All the parts necessary to assemble the engine are now made except for the exhaust pipe, fuel assembly, and for a couple of things that are nice, but not necessary to make the engine run.

The assembly starts with the piston, connecting rod, wrist pin and cylinder. I wipe a thin film of oil on all the parts as I assemble them except I put a good drop on the connecting rod at the wrist pin. I just use 20 or 30 weight shop oil.

Assy1.jpg


With the piston, wrist pin and connecting rod assembled, the piston is inserted into the cylinder. The transfer notch on the piston has to face transfer passage on the cylinder.

Assy2.jpg


The cylinder spacer is added to the bottom end of the cylinder and the cylinder is inserted into the crankcase and aligned so the intake and exhaust ports on the cylinder line up with the intake and exhaust openings on the crankcase.

The contra piston is inserted part way into the cylinder and the head bolted down to hold it all in place.
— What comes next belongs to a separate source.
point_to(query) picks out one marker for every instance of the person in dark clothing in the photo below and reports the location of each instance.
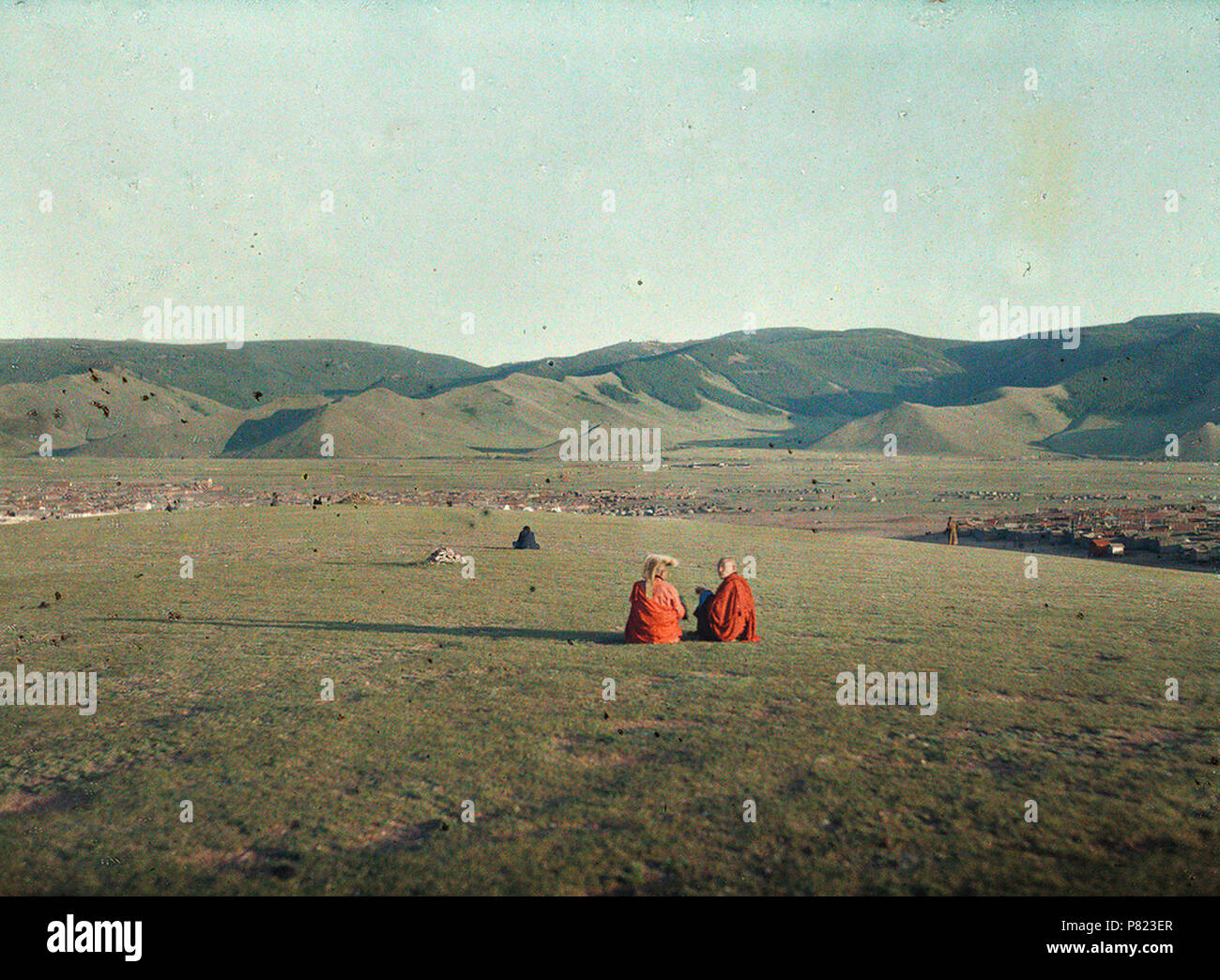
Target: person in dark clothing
(726, 614)
(526, 541)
A gasket is placed on the crankshaft/front bearing assembly and it is installed in the front of the crankcase while guiding the connecting rod onto to the crank pin. A good drop of oil here is also a good thing. On V1, this assembly is glued in place with epoxy, so the crankcase and front bearing are cleaned before assembly and epoxy used to secure it all, and no gasket is used. On V2 and V3, assembly is secured with six 0-80 screws.

Assy3.jpg


Gail in NM,USA
 
With the head bolted on, the compression adjustment screw is run into the head until it touches the contra piston. The piston was adjusted to top dead center by rotating the crankshaft and feeling where top dead center was. Then the compression adjustment screw was tightened to move the contra piston down until it touched the piston. Again by feel and by rocking the crankshaft a little bit it was easy to tell when they touched and the screw was backed off until they did not touch.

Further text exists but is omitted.